With even more momentum for change coming from the recent 7th St. upgrades (the cobblestone crosswalks that help calm traffic and encourage pedestrian traffic? Those were the Collaboration’s idea, too), the group this year decided it was time to reach out to the community itself and get them thinking about what the street could be.

Jackson, a former design producer with Extreme Makeover, came up with the idea of inviting artists to submit renderings of conceptual storefront upgrades that would be voted on by the public.

winnerThe concept quickly grew from a simple art competition into a major two-day experience that last weekend took over the entire mile-and-a-half of East 7th St. with outdoor cafes, neighborhood “base camps” (including one for AOC7, the final neighborhood group to join the Collaboration) and a rented bus that shuttled people to and from the nearly 30 art exhibits.

Many of the Collaboration’s members received laughs when they initially began telling people about their event. But the ambitious “Re-Envisioning East 7th Street” weekend was by far the first of its kind and its attendance by a few hundred probably confused residents is considered a success by its organizers.

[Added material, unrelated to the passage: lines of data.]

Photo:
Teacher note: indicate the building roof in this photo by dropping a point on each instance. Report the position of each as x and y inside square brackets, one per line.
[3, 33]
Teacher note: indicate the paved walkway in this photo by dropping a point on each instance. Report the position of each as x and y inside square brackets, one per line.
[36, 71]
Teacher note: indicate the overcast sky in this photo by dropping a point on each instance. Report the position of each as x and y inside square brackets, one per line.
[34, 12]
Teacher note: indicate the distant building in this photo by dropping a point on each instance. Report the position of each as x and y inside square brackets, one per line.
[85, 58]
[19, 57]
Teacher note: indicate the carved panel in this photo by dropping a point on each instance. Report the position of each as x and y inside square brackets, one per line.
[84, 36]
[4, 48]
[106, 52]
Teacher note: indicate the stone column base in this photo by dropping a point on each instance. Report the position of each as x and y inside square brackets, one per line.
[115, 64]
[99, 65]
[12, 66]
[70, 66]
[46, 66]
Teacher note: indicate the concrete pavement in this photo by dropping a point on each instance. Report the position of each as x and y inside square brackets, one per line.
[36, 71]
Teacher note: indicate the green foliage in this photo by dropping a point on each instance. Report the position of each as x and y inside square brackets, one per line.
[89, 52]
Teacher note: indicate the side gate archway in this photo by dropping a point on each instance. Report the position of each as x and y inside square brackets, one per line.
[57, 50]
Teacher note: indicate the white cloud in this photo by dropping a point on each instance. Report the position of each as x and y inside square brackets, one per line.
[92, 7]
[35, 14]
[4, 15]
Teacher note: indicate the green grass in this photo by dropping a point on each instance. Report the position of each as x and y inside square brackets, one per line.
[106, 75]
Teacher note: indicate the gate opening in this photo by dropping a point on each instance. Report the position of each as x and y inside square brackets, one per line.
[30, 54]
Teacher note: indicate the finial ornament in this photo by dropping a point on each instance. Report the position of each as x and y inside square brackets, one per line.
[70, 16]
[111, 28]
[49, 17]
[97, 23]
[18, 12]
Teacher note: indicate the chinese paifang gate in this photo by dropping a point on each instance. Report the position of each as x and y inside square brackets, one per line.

“I rode the bus a lot during the event and I was looking and watching people and they were stopping at all the exhibits,” says Stevens. “Most people didn’t know an event was going on, they were just stopping and taking pictures. We think it did exactly what we wanted it to do, which is the first step: to get people to rally around the street.”

Unlike 4th Street, Bixby Knolls and Belmont Shore, East 7th St. is in the very early stages of discovering what local flavor it has to offer, but with today’s emphasis on walkable, bike-able communities and a residential swath only recently awakening to the possibilities of their main drag, a unified voice like East 7th Street Collaboration provides hope.

Future physical improvements will continue to bring new energy to the area, from the planned Armory Park across the street from the Museum of Latin American Art on its westernmost tip to the soon-to-be-completed Big Saver, which will anchor the center of East 7th with its largest grocery store yet.

Full street closures and lighting improvements are possible future endeavors for the Collaborative, but for now they are just happy to have started the conversation of what to do with the busy street in their own backyard.

“We want to lift up East 7th St. to a place where it really belongs. It is the welcome mat from the 22 Freeway and it belongs up there with beautiful lighting and trees and clean sidewalks,” says Stevens.  “There’s definitely a light at the end of the tunnel. If Abbot-Kinney [in Venice] can do it, I don’t see why we can’t. We want ideas from everybody and we want the city to help us.”